Ces pratiques violentes à l’égard des filles constituent une grave discrimination. Le fait qu’elles soient presque toujours pratiquées sur des mineures constitue également une violation des droits de l'enfant.

En résumé et selon l’OMS, les MGF violent les droits à la santé, à la sécurité et à l'intégrité physique, le droit d'être à l'abri de la torture et de traitements cruels, inhumains ou dégradants, ainsi que le droit à la vie lorsqu'elles ont des conséquences mortelles. (OMS)

"En réalité, ce sont la pression sociale et certaines croyances culturelles ancrées depuis des siècles." Camille Romain des Boscs

Comment faire pour les arrêter ?

La sensibilisation, la lutte contre la pauvreté et l’accès à l’éducation font partie des principaux piliers pour lutter contre la pratique des MGF.

Vision du Monde, association de solidarité internationale qui vient en aide aux enfants les plus vulnérables, agit d’ailleurs avec le programme Kenya Big Dream à travers un grand travail de sensibilisation auprès de tous les acteurs locaux pour aider à changer les normes sociales et la mise en place de rites alternatifs. En parallèle, notre ONG agit quotidiennement en luttant contre les causes profondes de la pauvreté, en favorisant l’accès à l’éducation aux filles et en redonnant une indépendance économique aux anciennes exciseuses en les formant à de nouvelles activités génératrices de revenus. Depuis la mise en place du projet en 2019, le projet Kenya Big Dream a permis d’aider plus de 800 000 personnes.

 

Expliquez-nous la spécificité française sur l’accueil des mutilées ?

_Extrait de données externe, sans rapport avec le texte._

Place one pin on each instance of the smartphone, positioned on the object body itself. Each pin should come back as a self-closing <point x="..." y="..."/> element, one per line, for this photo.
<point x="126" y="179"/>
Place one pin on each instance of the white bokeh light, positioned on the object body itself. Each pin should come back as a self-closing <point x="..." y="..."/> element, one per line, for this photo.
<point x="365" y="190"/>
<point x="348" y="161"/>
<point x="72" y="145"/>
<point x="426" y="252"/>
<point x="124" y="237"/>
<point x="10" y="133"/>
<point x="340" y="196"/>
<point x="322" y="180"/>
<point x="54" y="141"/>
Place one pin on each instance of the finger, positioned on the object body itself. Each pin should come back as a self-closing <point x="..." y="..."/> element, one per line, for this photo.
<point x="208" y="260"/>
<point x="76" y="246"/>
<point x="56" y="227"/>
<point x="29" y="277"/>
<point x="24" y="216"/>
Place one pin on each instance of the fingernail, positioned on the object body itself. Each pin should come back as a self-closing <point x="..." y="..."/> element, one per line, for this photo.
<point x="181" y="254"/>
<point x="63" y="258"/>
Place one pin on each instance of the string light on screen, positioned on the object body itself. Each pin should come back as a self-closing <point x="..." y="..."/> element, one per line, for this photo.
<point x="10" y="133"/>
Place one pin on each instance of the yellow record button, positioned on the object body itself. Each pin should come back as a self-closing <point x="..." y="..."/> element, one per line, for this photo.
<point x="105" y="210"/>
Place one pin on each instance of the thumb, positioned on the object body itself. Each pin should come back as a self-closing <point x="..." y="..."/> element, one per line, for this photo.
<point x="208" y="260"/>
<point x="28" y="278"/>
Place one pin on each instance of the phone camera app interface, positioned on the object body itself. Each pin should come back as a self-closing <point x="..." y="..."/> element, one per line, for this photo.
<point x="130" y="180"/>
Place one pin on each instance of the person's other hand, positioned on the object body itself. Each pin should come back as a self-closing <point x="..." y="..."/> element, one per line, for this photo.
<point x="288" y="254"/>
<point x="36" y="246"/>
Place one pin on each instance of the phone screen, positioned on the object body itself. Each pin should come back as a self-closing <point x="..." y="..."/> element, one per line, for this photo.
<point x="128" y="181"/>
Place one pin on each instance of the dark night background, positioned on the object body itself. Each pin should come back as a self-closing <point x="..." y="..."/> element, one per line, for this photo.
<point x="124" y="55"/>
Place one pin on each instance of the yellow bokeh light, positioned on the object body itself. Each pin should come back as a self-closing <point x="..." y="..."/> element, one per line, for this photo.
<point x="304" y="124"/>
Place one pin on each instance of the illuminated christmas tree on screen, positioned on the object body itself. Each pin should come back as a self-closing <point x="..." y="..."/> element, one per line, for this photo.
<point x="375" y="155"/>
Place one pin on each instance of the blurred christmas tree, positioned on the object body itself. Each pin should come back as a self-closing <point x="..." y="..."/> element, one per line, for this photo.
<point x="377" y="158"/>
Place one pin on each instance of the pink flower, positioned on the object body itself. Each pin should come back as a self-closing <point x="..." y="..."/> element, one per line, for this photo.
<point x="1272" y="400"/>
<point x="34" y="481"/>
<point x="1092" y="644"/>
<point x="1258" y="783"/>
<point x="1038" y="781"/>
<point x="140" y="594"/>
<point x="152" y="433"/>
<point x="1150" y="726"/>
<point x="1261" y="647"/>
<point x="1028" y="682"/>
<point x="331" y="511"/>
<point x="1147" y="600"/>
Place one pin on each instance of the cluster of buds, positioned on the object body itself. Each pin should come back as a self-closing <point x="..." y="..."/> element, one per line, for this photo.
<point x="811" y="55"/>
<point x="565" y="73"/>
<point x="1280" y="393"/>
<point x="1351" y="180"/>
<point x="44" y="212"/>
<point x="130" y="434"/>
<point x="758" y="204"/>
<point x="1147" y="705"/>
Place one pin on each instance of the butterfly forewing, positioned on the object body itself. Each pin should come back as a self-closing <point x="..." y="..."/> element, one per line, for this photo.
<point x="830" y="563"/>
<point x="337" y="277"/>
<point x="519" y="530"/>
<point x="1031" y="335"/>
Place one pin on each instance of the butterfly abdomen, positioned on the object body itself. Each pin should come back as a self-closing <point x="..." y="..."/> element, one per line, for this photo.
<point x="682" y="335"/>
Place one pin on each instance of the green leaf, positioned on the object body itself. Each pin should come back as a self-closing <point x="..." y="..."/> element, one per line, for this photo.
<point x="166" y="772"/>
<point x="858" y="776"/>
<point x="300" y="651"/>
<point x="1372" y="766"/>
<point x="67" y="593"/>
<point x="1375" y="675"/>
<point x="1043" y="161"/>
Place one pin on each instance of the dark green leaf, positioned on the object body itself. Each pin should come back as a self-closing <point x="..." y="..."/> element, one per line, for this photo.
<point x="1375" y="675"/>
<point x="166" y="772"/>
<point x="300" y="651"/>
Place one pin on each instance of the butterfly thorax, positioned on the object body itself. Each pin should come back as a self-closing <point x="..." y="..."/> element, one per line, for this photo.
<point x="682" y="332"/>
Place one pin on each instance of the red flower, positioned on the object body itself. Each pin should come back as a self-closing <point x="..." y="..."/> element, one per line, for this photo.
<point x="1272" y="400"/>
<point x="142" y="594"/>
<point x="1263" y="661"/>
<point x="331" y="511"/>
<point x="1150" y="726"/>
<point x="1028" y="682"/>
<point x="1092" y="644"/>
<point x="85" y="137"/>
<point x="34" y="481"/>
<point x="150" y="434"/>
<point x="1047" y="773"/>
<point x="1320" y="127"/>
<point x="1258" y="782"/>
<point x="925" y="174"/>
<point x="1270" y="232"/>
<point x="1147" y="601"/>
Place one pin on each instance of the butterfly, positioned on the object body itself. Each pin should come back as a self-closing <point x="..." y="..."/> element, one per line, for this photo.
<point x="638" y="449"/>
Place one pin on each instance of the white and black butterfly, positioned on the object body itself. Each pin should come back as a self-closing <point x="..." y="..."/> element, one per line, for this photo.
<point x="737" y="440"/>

17 000 jeunes filles bénéficient actuellement du statut de réfugié en France au titre du risque de mutilations génitales féminines, 1er pays d'accueil et d'asile pour les femmes et les filles menacées ou victimes de MGF.

En 2022, elles étaient environ 3 000 mineures à obtenir l'asile pour excision en France. La loi française tend à protéger tous les enfants vivant sur son territoire, quelle que soit leur nationalité : cette loi s'applique donc à l'acte commis à l'étranger si la victime est française ou si, étrangère, elle réside habituellement en France. Mais cela ne garantit pas pour autant aux filles résidant sur le territoire français d’être complètement à l’abri de ces pratiques dévastatrices pour leur santé.

Les parcours migratoires peuvent changer la vision des familles vis-à-vis des MGF en renforçant ou en diminuant son besoin de rattachement ses origines. Les pressions familiales exercées par les proches restés dans le pays d’origine peuvent être très fortes et les vacances scolaires représentent alors un grand risque pour les filles qui sont parfois envoyées dans leur pays d’origine sous de faux prétextes.